1.      Paragraph 66 of Plaintiffs SAC, which states: "Plaintiff is informed and believes, and thereon alleges, that the aforesaid conduct of Defendants, an DOES 1 through 20, was carried out with a willful and conscious disregard of Plaintiffs right to be free from such tortious behavior, such as to constitute oppression, fraud of malice pursuant to California Civil Code Section 3294, and that an officer, director, or managing agent of Defendants, and DOES 1 through 20, authorized or ratified the wrongful acts of the employees and Defendants, and DOES 1 through 20, entitling Plaintiff to punitive damages in an amount appropriate to punish and set an example of Defendants, and DOES 1 through 20."

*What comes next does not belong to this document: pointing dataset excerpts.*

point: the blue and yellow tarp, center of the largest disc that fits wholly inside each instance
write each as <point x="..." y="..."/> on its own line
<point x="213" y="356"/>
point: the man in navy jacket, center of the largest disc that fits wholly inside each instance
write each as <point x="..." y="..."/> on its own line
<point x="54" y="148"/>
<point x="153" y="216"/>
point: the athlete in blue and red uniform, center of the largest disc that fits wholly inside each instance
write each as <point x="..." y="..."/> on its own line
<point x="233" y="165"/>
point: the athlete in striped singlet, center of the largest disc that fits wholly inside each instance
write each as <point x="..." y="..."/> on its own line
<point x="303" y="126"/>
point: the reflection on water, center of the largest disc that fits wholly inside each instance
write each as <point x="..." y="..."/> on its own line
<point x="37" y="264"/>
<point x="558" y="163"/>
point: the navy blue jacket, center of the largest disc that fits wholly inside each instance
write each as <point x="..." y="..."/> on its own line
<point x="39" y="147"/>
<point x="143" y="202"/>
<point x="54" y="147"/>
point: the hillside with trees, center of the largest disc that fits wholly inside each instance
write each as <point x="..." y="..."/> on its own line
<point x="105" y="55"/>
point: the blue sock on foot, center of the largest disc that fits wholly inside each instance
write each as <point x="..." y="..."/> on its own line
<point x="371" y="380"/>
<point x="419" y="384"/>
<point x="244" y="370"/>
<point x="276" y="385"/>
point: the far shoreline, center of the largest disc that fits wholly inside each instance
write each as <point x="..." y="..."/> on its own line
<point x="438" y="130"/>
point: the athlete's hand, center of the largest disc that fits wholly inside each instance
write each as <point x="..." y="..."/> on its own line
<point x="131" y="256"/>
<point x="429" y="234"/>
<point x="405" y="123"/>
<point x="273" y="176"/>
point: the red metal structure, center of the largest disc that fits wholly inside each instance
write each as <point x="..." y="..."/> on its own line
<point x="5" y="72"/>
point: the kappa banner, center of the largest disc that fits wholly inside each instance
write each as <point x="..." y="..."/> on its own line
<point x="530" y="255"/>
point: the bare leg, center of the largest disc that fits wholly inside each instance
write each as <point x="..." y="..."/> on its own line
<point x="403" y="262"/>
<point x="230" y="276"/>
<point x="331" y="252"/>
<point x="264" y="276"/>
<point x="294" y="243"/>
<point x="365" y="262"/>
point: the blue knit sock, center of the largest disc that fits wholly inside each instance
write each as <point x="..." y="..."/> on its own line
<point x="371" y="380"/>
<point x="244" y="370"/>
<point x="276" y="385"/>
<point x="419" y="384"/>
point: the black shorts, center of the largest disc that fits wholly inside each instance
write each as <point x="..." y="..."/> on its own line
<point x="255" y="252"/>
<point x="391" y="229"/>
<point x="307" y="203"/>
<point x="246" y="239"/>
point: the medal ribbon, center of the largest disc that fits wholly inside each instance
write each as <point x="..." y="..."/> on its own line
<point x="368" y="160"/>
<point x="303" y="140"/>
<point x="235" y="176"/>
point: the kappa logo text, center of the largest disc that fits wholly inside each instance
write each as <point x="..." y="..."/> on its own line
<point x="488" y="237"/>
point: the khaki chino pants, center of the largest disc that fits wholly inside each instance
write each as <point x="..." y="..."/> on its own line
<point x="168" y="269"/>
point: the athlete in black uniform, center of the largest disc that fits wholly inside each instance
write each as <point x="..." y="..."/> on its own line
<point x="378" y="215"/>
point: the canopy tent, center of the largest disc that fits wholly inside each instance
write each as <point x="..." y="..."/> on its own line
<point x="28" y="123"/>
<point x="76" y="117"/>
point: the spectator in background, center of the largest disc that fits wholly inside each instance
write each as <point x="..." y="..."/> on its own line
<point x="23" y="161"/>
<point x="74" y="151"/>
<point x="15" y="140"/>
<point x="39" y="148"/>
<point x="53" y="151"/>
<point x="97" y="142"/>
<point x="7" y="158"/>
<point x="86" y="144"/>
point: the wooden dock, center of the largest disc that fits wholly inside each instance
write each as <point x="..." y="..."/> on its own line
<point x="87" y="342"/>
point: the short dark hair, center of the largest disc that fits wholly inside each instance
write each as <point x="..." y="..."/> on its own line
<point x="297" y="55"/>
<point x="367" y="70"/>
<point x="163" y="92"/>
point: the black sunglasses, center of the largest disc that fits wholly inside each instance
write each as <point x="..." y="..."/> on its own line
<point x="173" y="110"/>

2.      Paragraph 84 of Plaintiffs SAC, which states: "Plaintiff is informed and believes, and thereon alleges, that the aforesaid conduct of Defendants, an DOES 1 through 20, was carried out with a willful and conscious disregard of Plaintiffs right to be free from such tortious behavior, such as to constitute oppression, fraud of malice pursuant to California Civil Code Section 3294, and that an officer, director, or managing agent of Defendants, and DOES 1 through 20, authorized or ratified the wrongful acts of the employees and Defendants, and DOES 1 through 20, entitling Plaintiff to punitive damages in an amount appropriate to punish and set an example of Defendants, and DOES 1 through 20."

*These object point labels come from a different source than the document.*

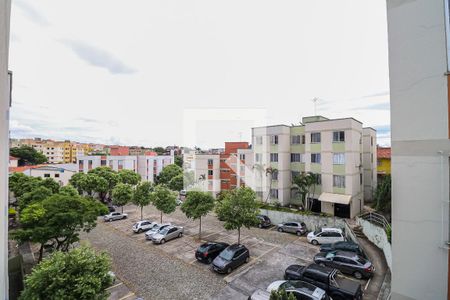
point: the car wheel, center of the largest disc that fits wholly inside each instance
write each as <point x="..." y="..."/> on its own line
<point x="357" y="275"/>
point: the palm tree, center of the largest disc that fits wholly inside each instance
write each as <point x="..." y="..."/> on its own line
<point x="269" y="172"/>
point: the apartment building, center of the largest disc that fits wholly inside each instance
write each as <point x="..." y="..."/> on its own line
<point x="340" y="151"/>
<point x="148" y="166"/>
<point x="5" y="102"/>
<point x="419" y="69"/>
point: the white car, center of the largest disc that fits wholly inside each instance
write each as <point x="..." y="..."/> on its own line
<point x="143" y="225"/>
<point x="325" y="236"/>
<point x="114" y="216"/>
<point x="156" y="227"/>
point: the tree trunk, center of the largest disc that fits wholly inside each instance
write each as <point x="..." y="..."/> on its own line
<point x="200" y="229"/>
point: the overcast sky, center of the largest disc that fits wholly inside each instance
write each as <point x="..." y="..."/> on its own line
<point x="132" y="72"/>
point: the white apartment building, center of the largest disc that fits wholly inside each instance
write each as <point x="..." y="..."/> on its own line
<point x="419" y="66"/>
<point x="145" y="165"/>
<point x="5" y="102"/>
<point x="207" y="172"/>
<point x="332" y="149"/>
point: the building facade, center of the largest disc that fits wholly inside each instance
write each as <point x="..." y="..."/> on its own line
<point x="420" y="133"/>
<point x="340" y="152"/>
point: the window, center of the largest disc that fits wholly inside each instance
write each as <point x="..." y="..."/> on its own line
<point x="338" y="136"/>
<point x="338" y="158"/>
<point x="274" y="193"/>
<point x="274" y="139"/>
<point x="295" y="139"/>
<point x="339" y="181"/>
<point x="274" y="157"/>
<point x="315" y="138"/>
<point x="315" y="158"/>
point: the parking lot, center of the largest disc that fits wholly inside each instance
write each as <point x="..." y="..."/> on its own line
<point x="270" y="253"/>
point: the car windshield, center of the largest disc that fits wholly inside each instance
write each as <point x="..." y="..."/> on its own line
<point x="226" y="254"/>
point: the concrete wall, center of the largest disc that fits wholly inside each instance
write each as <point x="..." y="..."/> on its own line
<point x="378" y="236"/>
<point x="420" y="148"/>
<point x="312" y="222"/>
<point x="5" y="8"/>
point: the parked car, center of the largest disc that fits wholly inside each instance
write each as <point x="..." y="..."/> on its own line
<point x="166" y="234"/>
<point x="143" y="226"/>
<point x="344" y="246"/>
<point x="299" y="228"/>
<point x="331" y="280"/>
<point x="156" y="227"/>
<point x="264" y="221"/>
<point x="207" y="252"/>
<point x="114" y="216"/>
<point x="301" y="289"/>
<point x="325" y="236"/>
<point x="346" y="262"/>
<point x="232" y="257"/>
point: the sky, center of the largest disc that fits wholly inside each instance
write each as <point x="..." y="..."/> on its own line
<point x="157" y="73"/>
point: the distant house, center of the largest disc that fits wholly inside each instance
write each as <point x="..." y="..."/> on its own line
<point x="383" y="161"/>
<point x="60" y="173"/>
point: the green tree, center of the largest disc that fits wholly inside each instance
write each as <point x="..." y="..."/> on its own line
<point x="122" y="194"/>
<point x="168" y="173"/>
<point x="57" y="221"/>
<point x="238" y="208"/>
<point x="143" y="195"/>
<point x="28" y="155"/>
<point x="80" y="274"/>
<point x="129" y="177"/>
<point x="164" y="200"/>
<point x="197" y="205"/>
<point x="176" y="183"/>
<point x="110" y="176"/>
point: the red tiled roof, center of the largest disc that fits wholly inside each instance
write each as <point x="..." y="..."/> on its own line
<point x="384" y="152"/>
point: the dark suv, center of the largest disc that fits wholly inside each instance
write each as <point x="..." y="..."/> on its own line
<point x="264" y="221"/>
<point x="231" y="258"/>
<point x="346" y="262"/>
<point x="208" y="251"/>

3.      Paragraph 100 Plaintiffs SAC, which states: "Plaintiff is informed and believes, and thereon alleges, that the aforesaid conduct of Defendants, an DOES 1 through 20, was carried out with a willful and conscious disregard of Plaintiffs right to be free from such tortious behavior, such as to constitute oppression, fraud of malice pursuant to California Civil Code Section 3294, and that an officer, director, or managing agent of Defendants, and DOES 1 through 20, authorized or ratified the wrongful acts of the employees and Defendants, and DOES 1 through 20, entitling Plaintiff to punitive damages in an amount appropriate to punish and set an example of Defendants, and DOES 1 through 20."

4.      Plaintiffs Prayer for Relief on page 29, where it states: "For punitive damages in an amount to be determined at trial. "

 

Punitive Damages Discussion

 

Civil Code section 3294, subdivision (a) authorizes punitive damages in non-contract cases “where the defendant has been guilty of oppression, fraud, or malice.”   The Court detailed the standards for pleading malice, oppression or fraud in its ruling on the motion to strike portions of the FAC. 

 

Defendant argues that the SAC fails to adequately plead a basis for exemplary damages. However, as noted above, Plaintiff has alleged sufficient facts for her cause of action for fraudulent concealment.  If that cause of action is proven, Plaintiff may be entitled to exemplary damages.  For the foregoing reasons, the Court DENIES the motion to strike as to punitive damages.